Como en el trabajo me iba cada vez mejor, y Roser me pasaba los apuntes, dedicaba las tardes a mis gestiones de venta y me saltaba algunas clases de la Facultad. Dejé dos asignaturas para septiembre. Tiempo habrá de prepararlas durante el verano ‑pensaba para mí‑; ahora tengo que aprovechar esta buena racha y salir de apuros. Empecé a ganar dinero, junté unos ahorrillos, y eso me permitía cenar con Roser dos o tres veces a la semana. Pocas pizzerías nos quedaron por conocer, pero de alguna manera le tenía que pagar la ayuda que me prestaba en los estudios. Hicimos muchos planes: cuando nos licenciáramos, fundaríamos un gabinete jurídico‑administrativo ‑parecido a Borrás Asociados‑ con el respaldo de la magnífica cartera de clientes que estaba consiguiendo. Al principio, nos costaría arrancar; pero, con mi experiencia de asesor de inversiones, no tardaríamos en contar con abogados jóvenes y ambiciosos como socios de la firma. Nos instalaríamos en la zona de Calvo Sotelo, junto a los bufetes más prestigiosos de Barcelona, y comeríamos en restaurantes de lujo como Santamaría, para relacionarnos con la élite.
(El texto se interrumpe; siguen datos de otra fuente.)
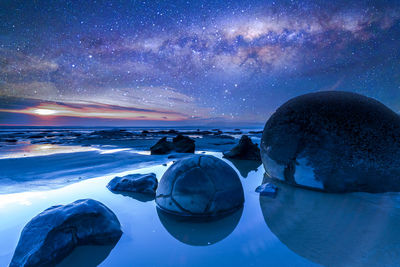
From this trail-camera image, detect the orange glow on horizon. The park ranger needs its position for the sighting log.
[0,104,187,121]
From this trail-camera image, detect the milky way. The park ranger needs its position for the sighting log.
[0,0,400,125]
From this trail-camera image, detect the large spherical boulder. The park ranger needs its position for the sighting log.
[157,208,243,246]
[261,91,400,192]
[260,180,400,267]
[156,155,244,217]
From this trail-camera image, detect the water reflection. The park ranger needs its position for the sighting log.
[260,177,400,266]
[57,244,116,267]
[157,208,243,246]
[226,158,261,178]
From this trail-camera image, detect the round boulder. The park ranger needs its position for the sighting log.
[156,155,244,217]
[261,91,400,193]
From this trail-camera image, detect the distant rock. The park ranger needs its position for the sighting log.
[172,134,195,153]
[249,131,262,134]
[223,158,261,178]
[9,199,122,267]
[224,135,261,162]
[256,183,278,197]
[150,137,173,155]
[107,173,158,195]
[150,134,195,155]
[89,129,135,139]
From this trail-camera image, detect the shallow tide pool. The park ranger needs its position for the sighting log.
[0,153,400,267]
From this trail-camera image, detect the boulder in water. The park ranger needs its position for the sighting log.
[261,91,400,193]
[107,173,158,195]
[10,199,122,267]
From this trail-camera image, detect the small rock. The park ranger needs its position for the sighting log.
[224,135,261,162]
[107,173,158,195]
[172,134,195,153]
[256,183,278,197]
[150,134,195,155]
[9,199,122,267]
[150,137,172,155]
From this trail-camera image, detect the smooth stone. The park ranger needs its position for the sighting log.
[10,199,122,267]
[156,155,244,217]
[107,173,158,195]
[261,91,400,193]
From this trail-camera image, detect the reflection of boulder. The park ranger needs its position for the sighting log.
[223,158,261,178]
[10,199,122,267]
[57,245,114,267]
[260,178,400,266]
[261,91,400,193]
[224,135,261,162]
[157,208,243,246]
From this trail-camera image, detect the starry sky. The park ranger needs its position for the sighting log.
[0,0,400,126]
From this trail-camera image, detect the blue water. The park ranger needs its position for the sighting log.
[0,141,400,267]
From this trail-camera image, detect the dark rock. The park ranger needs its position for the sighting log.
[157,208,243,246]
[172,134,195,153]
[261,91,400,193]
[227,158,261,178]
[150,137,173,155]
[10,199,122,267]
[259,179,400,267]
[150,135,195,155]
[224,135,261,162]
[107,173,158,195]
[156,155,244,217]
[256,183,278,197]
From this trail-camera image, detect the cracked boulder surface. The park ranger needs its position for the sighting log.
[9,199,122,267]
[156,155,244,217]
[261,91,400,193]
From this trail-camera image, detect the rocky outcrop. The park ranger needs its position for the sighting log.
[10,199,122,267]
[150,135,195,155]
[224,135,261,162]
[107,173,158,195]
[256,183,278,197]
[172,134,195,153]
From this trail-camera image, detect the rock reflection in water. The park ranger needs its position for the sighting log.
[157,208,243,246]
[260,177,400,266]
[57,244,116,267]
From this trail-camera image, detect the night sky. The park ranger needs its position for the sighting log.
[0,0,400,126]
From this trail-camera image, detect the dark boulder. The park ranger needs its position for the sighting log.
[261,91,400,193]
[107,173,158,195]
[156,155,244,217]
[150,137,173,155]
[172,134,195,153]
[150,134,195,155]
[256,183,278,197]
[10,199,122,267]
[224,135,261,162]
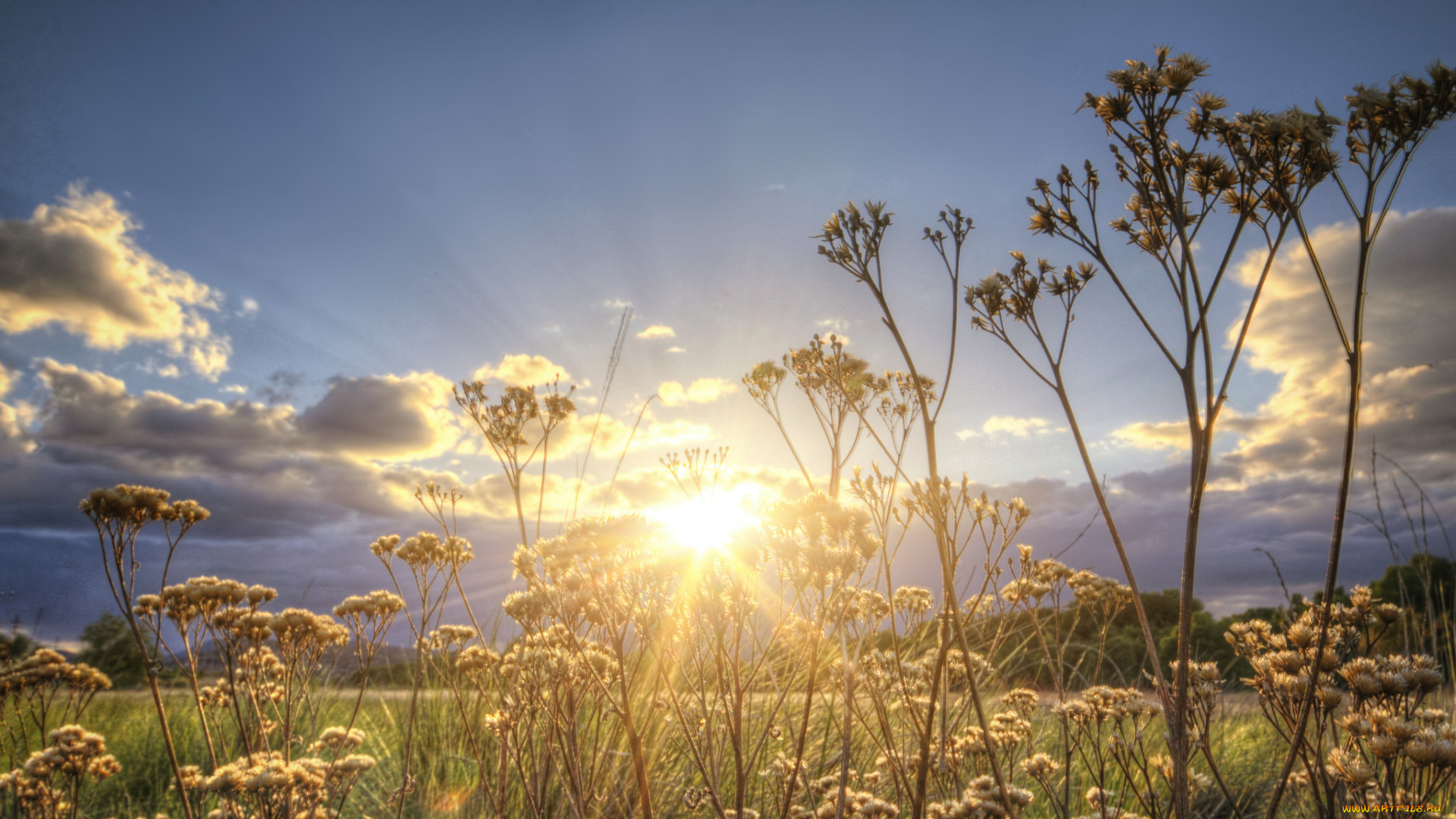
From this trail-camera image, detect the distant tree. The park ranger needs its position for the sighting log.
[1370,554,1456,618]
[76,613,146,688]
[0,632,35,661]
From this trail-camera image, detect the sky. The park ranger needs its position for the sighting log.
[0,0,1456,640]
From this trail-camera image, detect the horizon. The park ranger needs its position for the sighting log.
[0,3,1456,642]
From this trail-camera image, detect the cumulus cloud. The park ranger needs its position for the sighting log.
[35,359,457,474]
[0,364,36,462]
[470,353,571,386]
[638,324,677,338]
[299,373,459,459]
[1226,209,1456,478]
[1112,209,1456,485]
[0,185,231,381]
[956,416,1067,440]
[657,378,738,406]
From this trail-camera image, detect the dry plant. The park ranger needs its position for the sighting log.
[46,49,1456,819]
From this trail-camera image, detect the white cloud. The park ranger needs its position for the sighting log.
[981,416,1065,438]
[299,373,459,460]
[638,324,677,338]
[657,378,738,406]
[1112,209,1456,485]
[0,185,231,381]
[470,353,571,386]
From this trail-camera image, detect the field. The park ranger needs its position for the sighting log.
[0,48,1456,819]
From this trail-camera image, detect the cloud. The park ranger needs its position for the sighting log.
[1112,421,1188,452]
[0,184,231,381]
[1226,209,1456,478]
[1112,209,1456,487]
[638,324,677,338]
[299,373,459,459]
[0,364,36,454]
[141,360,182,379]
[35,359,459,474]
[470,353,571,386]
[657,378,738,406]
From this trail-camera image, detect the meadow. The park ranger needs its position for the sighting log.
[0,49,1456,819]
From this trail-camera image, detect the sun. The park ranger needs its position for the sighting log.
[648,494,753,554]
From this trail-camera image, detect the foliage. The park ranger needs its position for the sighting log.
[76,613,146,688]
[25,48,1456,819]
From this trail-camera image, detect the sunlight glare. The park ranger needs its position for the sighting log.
[648,494,753,552]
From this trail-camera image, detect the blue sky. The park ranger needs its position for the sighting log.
[0,3,1456,637]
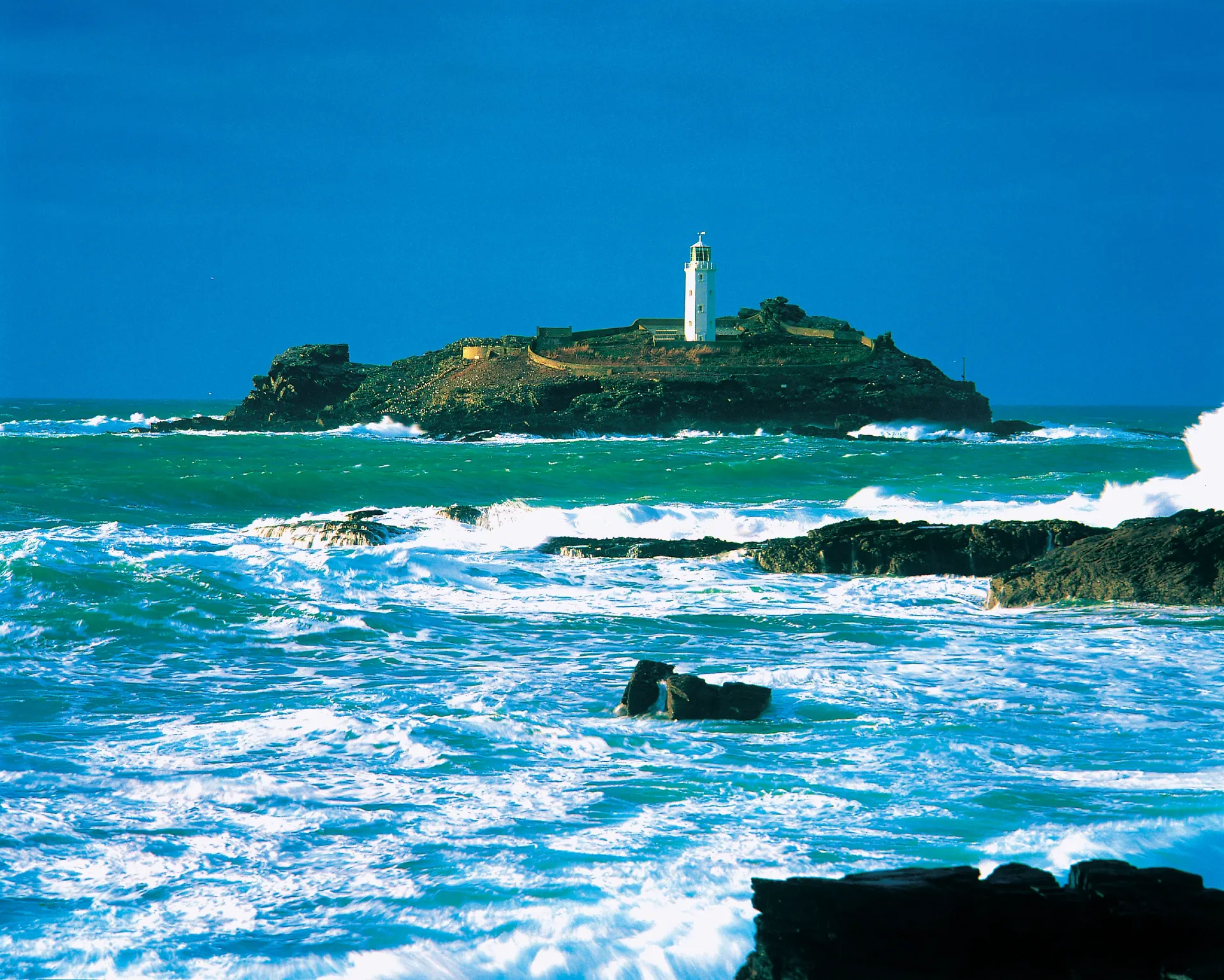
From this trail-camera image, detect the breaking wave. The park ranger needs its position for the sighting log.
[846,406,1224,528]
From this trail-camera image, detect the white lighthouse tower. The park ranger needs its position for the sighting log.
[684,231,716,342]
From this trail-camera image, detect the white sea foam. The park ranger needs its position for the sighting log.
[846,407,1224,528]
[330,415,425,439]
[847,422,991,443]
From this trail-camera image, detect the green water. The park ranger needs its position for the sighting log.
[0,403,1224,977]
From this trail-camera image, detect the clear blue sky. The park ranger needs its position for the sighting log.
[0,0,1224,404]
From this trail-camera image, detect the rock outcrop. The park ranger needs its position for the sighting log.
[438,504,484,524]
[736,860,1224,980]
[667,674,773,722]
[150,318,990,439]
[616,661,773,722]
[251,508,404,548]
[539,536,747,558]
[987,510,1224,607]
[755,517,1108,575]
[620,661,676,714]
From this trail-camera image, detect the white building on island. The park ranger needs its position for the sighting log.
[684,231,717,343]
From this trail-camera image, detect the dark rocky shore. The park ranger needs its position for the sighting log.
[152,330,994,438]
[755,517,1108,575]
[541,510,1224,607]
[987,510,1224,605]
[736,860,1224,980]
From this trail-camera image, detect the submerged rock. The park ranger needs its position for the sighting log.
[345,507,387,521]
[540,536,745,558]
[987,510,1224,607]
[620,661,676,714]
[986,419,1042,439]
[736,861,1224,980]
[667,674,773,722]
[438,504,484,524]
[251,512,404,548]
[757,517,1108,575]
Cuando eres joven, se ven así las cosas: nadie piensa que un día vivirás solo, sin amigos, abandonado de tus hijos y, posiblemente, hasta de tu mujer.

Disminuyó mi interés por el estudio y aumentó mi afición por las gestiones comerciales. Perdí la beca, que tenía desde primero de carrera; pero, en vista de mis éxitos, me llamó a su despacho don Ignacio Borrás y me propuso dejar las tareas de oficina para dedicarme en exclusiva a la venta de títulos, con una importante mejora de mis honorarios. La fortuna llamaba a mi puerta y la vida me empezaba a sonreír.

Dediqué el mes de agosto a recuperar las dos asignaturas que había dejado para septiembre y las aprobé con notable. Me compré ropa de marca, salía cada noche con Roser, regresaba tarde a la pensión y, cuando me cruzaba con Olga, le contaba nuestros proyectos para darle celos. Y, para demostrarle que yo no era ningún fracasado, en octubre me lié la manta a la cabeza: entregué a cuenta el coche de “El Colilla” y me compré un Seat 124.